[Logwatch] Re: Generic way to exploit an insecure /tmp file creation - Red Hat 7,8,9 (Re: Red Hat 9: free tickets) (fwd)

Systems Administrator sysadmin@sunet.com.au
Fri, 11 Jul 2003 09:55:04 +1000 (EST)

	If I understand correctly, this post from Bugtraq refers to the 
logwatch program.  I haven't seen it here, so am posting a copy.  

Tim Nelson
Systems Administrator
Sunet Internet
Tel:  +61 3 5241 1155
Fax: +61 3 5241 6187
Web: http://www.sunet.com.au/
Email: sysadmin@sunet.com.au

---------- Forwarded message ----------
Date: Tue, 08 Jul 2003 17:13:21 -0700
From: Stephen Samuel <samuel@bcgreen.com>
To: Spybreak <spybreak@hysteria.sk>, vuln-dev@securityfocus.com,
Subject: Re: Generic way to exploit an insecure /tmp file creation - Red
    Hat 7,8,9  (Re: Red Hat 9: free tickets)

I actually *would* describe the bug below as a logwatch bug.
If you have a uid=0 program calling shell scripts from
data like filenames, those filenames should be sanitized.
It would be easy enough to scan the filename for unexpected
characters and refuse to use them on that basis.

something as simple as:

if ($command =~ /[^\w]){
	carp "Unexpected filename: [[$LogFile]]. Not used\n"
     	`/bin/cat $Command`;

I believe that PERL actually has a pragma that you can set that
should cause it to complain about cases like this. (sorry --
don't have my book here with me).

Spybreak wrote:
> On Wed, 2 Jul 2003, Michal Zalewski wrote:
>>As far as I know, there was no neat and generic way to exploit an
>>insecure /tmp file creation alone - well, until now.
> What Logwatch basically does, is feeding the logfiles through filter
> scripts and emailing the results to a designated user (root by default).
> But the whole issue is in the way how it is done.
> if ($FileText) {
>    my $Command = $FileText . $FilterText . ">" . $TempDir . $LogFile;
>    if ($Config{'debug'}>4) {
>       print "\nPreprocessing LogFile: " . $LogFile . "\n" . $Command ."\n";
>    }
>    `/bin/cat $Command`;
> }
> It means if we create a file with a name of the form \`command\`
> in one of these directories, the command gets executed with root privs,
> when Logwatch is run by the cron daemon.
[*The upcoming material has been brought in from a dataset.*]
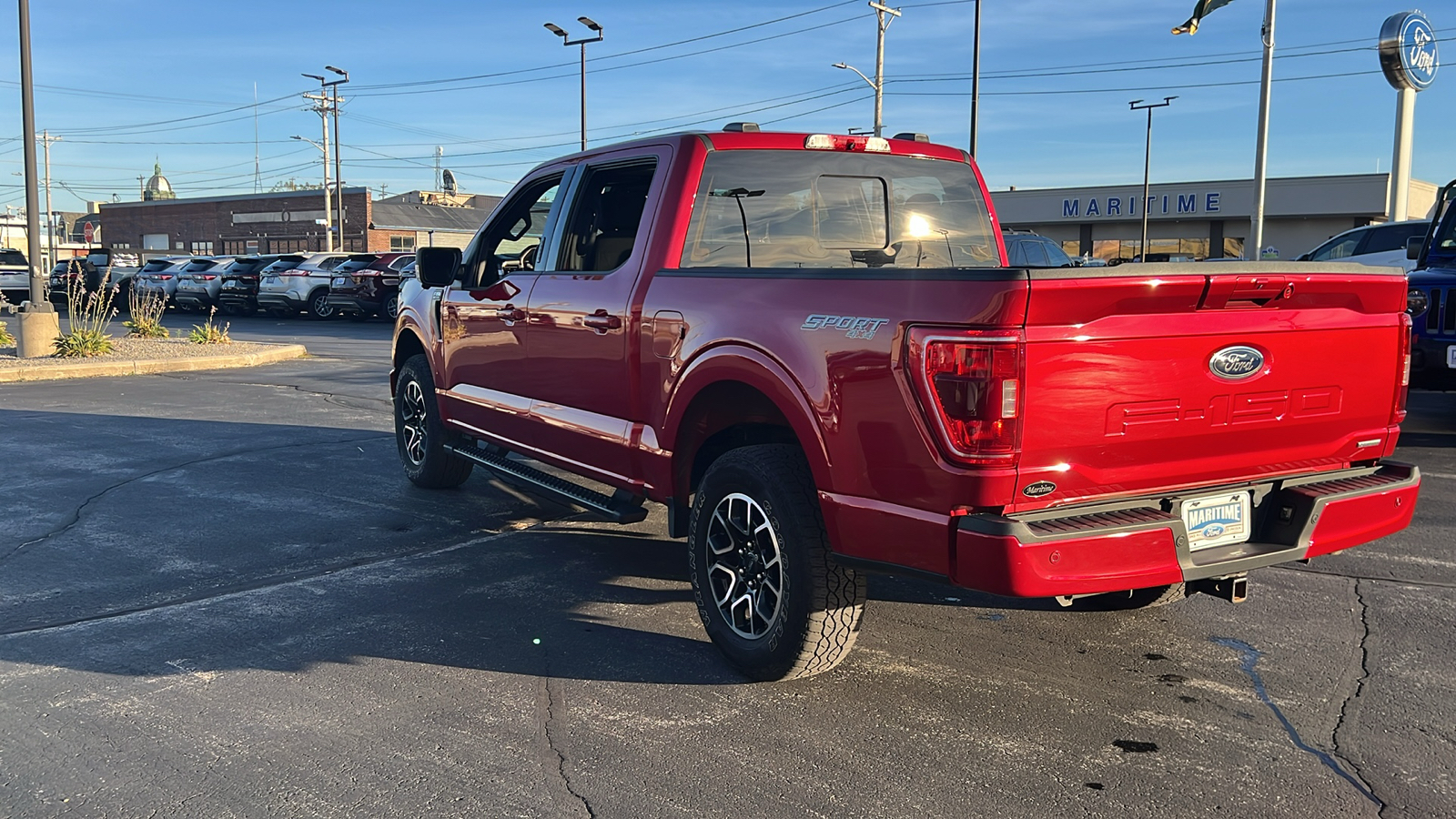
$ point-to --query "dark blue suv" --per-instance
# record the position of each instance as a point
(1431, 298)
And it doesn't matter, what the 
> content of the created file is. What does matter is the filename.
> While this is not a Logwatch bug by itself, because the filter-script
> directories are writable only by root, it is a very helpful _flaw_
> once we have an above mentioned insecure file creation issue in 
> some privileged code, and provides an easy root access.

Stephen Samuel +1(604)876-0426                samuel@bcgreen.com
    Powerful committed communication. Transformation touching
        the jewel within each person and bring it to life.